Financing

Why Yum Brands is buying Habit Burger

The company wasn't interested in something large, and Habit will give the company U.S. unit growth, says RB's The Bottom Line.
habit burger grill
Photograph: Shutterstock

the bottom line

Early last month, Yum Brands made a surprising announcement: It was buying The Habit Burger Grill for $375 million.

It was surprising because it wasn’t quite the type of deal we expected. It was a lot smaller, in fact.

We have reason to be surprised, however. In 2018, now-CEO of Yum David Gibbs said “We have a very high bar” when considering acquisitions.

And a large chain made sense, particularly if that large chain did not have much of a presence outside the U.S. That would have given Yum something it could grow while providing it with a brand that could move the earnings needle right away. There had been routine speculation that it would make a big purchase.

But Yum was thinking differently. On the company’s fourth quarter earnings call this week, Gibbs said Yum simply wanted growth.

“This is a great risk-reward,” Gibbs said. “It’s a small investment. But we’re buying something that has a lot of growth potential.”

Two of Yum’s three existing concepts have shrunk in recent years. Even with Taco Bell’s 800-unit growth between 2013 and 2018, for instance, the company’s overall U.S. unit count contracted by about 200 over that time due to unit closures at KFC and Pizza Hut.

Yum wants to grow. Adding a high-unit-growth concept in Habit would give the company another domestic growth vehicle.

“We’re not interested in buying big businesses that are the same scale of ours that don’t have a lot of growth,” Gibbs said. “We’re looking for the upside that comes with that growth.”

For Yum, Habit is not a lot of risk. To put the $375 million into perspective, Yum generated $1.3 billion in net income last year alone and had $600 million in cash at the end of 2019.

By contrast, an acquisition such as Wendy’s would probably cost in the range of about $9 billion. Even for a company as big as Yum, that’s a substantial price for a brand whose main growth potential is outside the U.S., though Wendy’s is also adding breakfast, which on its own is a growth vehicle.

Neither of those are sure bets. Then again, neither is Habit—the burger market is ultracompetitive, and fast-casual burger chains have a mixed track record in the U.S. Habit itself has been growing sales through higher prices and lower traffic, which is potentially disconcerting for a growth concept.

But it was also a lot cheaper.
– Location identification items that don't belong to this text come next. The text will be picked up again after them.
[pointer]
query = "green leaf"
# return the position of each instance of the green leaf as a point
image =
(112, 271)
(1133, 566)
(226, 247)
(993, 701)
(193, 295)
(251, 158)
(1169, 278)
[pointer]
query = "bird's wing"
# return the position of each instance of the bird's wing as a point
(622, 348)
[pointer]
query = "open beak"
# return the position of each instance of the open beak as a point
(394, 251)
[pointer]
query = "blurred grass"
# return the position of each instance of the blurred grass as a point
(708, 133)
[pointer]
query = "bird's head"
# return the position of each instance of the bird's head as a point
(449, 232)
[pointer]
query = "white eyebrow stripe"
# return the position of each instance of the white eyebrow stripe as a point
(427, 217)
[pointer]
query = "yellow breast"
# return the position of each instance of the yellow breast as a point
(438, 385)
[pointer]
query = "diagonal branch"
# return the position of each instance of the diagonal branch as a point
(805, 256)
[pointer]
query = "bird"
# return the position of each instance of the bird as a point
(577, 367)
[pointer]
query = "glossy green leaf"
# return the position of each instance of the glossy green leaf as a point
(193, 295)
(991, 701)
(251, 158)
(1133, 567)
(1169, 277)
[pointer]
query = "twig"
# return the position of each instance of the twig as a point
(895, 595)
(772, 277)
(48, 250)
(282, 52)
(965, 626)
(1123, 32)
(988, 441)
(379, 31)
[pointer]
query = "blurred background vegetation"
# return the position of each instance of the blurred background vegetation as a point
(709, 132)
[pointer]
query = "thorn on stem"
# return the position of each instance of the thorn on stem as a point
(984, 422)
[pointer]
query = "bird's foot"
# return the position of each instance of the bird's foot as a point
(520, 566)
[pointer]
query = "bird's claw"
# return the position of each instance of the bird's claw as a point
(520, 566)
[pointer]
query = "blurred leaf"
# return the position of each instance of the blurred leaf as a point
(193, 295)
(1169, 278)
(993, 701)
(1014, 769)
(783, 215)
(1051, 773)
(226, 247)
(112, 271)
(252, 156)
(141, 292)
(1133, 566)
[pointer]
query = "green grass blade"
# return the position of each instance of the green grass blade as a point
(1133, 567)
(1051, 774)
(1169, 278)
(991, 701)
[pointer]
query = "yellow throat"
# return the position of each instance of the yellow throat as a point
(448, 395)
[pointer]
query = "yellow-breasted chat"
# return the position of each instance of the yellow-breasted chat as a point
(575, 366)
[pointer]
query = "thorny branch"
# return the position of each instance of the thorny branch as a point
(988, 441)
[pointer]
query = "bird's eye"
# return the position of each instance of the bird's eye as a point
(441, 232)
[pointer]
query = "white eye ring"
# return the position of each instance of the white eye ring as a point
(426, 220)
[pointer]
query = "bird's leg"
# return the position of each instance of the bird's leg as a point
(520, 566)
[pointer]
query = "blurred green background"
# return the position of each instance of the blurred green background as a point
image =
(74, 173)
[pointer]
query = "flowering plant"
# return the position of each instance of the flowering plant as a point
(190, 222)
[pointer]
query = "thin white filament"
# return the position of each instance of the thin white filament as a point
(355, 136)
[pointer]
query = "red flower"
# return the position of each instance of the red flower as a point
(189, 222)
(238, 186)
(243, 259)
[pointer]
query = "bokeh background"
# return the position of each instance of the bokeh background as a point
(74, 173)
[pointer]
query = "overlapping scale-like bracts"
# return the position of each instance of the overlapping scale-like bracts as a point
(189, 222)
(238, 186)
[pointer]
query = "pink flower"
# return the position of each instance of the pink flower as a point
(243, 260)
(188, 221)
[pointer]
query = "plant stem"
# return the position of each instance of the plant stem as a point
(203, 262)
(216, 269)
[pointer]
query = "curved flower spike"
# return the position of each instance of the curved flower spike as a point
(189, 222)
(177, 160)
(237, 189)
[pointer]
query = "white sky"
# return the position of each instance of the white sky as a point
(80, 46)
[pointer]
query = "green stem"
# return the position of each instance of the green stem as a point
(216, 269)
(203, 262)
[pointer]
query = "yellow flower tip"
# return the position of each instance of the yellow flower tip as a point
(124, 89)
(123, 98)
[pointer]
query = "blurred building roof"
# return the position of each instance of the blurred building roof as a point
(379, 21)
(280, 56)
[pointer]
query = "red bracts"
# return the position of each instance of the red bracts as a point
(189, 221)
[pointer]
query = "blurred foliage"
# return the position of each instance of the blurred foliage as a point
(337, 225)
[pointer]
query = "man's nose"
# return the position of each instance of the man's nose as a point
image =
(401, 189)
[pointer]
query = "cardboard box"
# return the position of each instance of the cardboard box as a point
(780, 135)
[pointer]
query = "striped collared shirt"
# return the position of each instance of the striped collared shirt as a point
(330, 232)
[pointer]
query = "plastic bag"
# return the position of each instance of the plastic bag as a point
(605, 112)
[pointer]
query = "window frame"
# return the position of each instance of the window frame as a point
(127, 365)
And Yum remains confident its scale can take Habit to new heights.

“We think, given our scale and our capabilities, they match up with Habit very well,” Gibbs said. “We should be able to unlock growth, give our franchisees a great new growth vehicle in the U.S. and, given our ability to take things to international markets, take this brand outside the U.S. in a bigger way than we have already.”

“We really like the risk-reward in terms of the size of what we have paid to get something with the potential that this has,” he added.